6. A gestão escolar perpassa três esferas
administrativas: a financeira, a pessoal e a pedagógica. De que maneira os
diretores escolares podem conciliar a gestão das três áreas.
HL - Deve-se reconhecer que sem essa conciliação,
não se realiza a gestão. Isso porque a gestão pressupõe a articulação de todos
os componentes que interferem na realização do trabalho educacional. Aliás, é
bom lembrar que o trabalho isolado e até mesmo desarticulado em cada uma dessas
dimensões caracteriza um ativismo fragmentado da promoção de resultados e, em
conseqüência, que representa enorme prejuízo educacional, com gastos de tempo,
esforços e recursos, sem melhoria da qualidade do ensino. É bom lembrar que a
gestão financeira e a gestão de pessoas devem convergir para a gestão
pedagógica que focaliza diretamente os objetivos educacionais de formação e
aprendizagem dos alunos. Essa conciliação é feita mediante a adoção de uma
ótica interativa superadora do valor em si de cada dimensão da gestão, tal como
apresentado em um livro que escrevi sobre a questão: “Gestão educacional: uma
questão paradigmática”, publicado pela Editora Vozes.

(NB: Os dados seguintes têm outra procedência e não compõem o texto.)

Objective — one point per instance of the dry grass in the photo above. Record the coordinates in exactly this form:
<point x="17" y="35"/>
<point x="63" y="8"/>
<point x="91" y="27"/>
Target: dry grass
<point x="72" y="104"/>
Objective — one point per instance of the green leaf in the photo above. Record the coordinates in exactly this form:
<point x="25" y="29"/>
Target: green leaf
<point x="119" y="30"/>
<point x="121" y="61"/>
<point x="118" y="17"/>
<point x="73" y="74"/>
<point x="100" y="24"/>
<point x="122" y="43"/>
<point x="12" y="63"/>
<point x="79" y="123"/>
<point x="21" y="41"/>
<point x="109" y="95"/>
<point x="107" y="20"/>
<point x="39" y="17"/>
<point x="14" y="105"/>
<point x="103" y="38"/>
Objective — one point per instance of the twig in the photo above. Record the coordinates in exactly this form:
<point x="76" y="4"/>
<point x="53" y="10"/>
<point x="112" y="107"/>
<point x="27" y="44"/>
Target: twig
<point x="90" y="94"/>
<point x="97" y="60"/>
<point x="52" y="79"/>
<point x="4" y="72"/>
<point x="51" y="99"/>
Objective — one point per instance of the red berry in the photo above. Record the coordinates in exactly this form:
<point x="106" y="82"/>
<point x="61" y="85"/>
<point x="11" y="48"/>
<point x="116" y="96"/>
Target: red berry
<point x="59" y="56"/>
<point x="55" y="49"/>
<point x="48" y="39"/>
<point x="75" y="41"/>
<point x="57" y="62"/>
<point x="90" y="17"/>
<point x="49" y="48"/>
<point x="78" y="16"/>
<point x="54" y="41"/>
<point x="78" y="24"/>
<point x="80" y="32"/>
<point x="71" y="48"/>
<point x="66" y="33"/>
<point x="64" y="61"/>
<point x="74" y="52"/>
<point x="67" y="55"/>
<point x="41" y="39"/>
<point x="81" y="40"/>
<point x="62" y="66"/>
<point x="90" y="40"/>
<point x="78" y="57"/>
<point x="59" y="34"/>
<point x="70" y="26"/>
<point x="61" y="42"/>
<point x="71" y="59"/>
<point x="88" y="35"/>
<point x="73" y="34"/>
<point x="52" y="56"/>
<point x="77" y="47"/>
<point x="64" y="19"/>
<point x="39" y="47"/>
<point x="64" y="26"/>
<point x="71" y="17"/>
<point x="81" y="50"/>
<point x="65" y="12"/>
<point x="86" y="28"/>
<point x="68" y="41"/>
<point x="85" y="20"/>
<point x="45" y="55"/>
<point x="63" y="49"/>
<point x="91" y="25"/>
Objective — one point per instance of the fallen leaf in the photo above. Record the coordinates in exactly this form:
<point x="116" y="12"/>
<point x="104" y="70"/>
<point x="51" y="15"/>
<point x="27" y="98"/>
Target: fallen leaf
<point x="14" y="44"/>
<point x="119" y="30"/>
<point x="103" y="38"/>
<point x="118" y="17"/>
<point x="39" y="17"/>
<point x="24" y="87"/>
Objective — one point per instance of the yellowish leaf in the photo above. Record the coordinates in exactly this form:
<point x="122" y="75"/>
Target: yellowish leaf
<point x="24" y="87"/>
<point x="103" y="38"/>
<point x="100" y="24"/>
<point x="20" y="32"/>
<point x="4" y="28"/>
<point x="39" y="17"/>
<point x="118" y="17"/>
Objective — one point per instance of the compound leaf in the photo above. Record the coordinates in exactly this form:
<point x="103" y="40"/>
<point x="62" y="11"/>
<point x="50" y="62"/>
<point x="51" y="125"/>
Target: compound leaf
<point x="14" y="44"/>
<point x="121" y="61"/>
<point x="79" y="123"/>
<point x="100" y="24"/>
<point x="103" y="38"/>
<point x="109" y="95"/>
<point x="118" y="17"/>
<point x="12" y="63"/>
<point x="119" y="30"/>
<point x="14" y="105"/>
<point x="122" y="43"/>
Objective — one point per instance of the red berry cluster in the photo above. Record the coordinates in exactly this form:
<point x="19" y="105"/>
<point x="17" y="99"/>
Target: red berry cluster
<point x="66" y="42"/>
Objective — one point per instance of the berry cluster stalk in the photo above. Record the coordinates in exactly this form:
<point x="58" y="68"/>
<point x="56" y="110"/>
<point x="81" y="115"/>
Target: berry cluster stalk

7. Qual a função dos conselhos escolares na gestão
de um colégio?
HL- O conselho escolar é um órgão colegiado e um
mecanismo de gestão democrática. A gestão colegiada se realiza formalmente na
escola a partir de órgãos colegiados, como os conselhos escolares, as associações
de pais e mestres, os grêmios estudantis, que se constituem em espaços efetivos
de participação da comunidade escolar na gestão da escola. Essa participação
constitui-se em condição fundamental no sentido de tornar a escola uma efetiva
unidade social de promoção da educação, apenas plenamente possível mediante a
participação da comunidade, segundo o princípio de que é necessária toda uma
comunidade para educar uma criança. Originariamente, na introdução de
colegiados escolares, nas escolas públicas brasileiras, as associações de pais
e mestres (APMs) e das caixas escolares foram as mais praticadas, tendo apenas
recentemente ganho reforço a instituição de conselhos escolares, a partir de
política do MEC, que preparou uma material muito bom para orientar esse
trabalho. Embora sejam reconhecidas as contribuições dessas entidades à gestão
escolar, reconhece-se também a necessidade de avanços no processo
participativo, particularmente no sentido de uma nova concepção da escola como
unidade básica pedagógica, gestora e financeira, gerida colegiadamente,
mediante a participação de professores, pais e comunidade. Cabe destacar que a
participação na gestão da escola implica no poder real dos participantes da
comunidade escolar, de tomar parte ativa no processo educacional. No entanto,
essa participação se expressa para além da participação nos órgãos colegiados,
pois ela pode dar-se a partir de um leque variado de possibilidades, e em
inúmeras atividades cotidianas do fazer pedagógico da escola.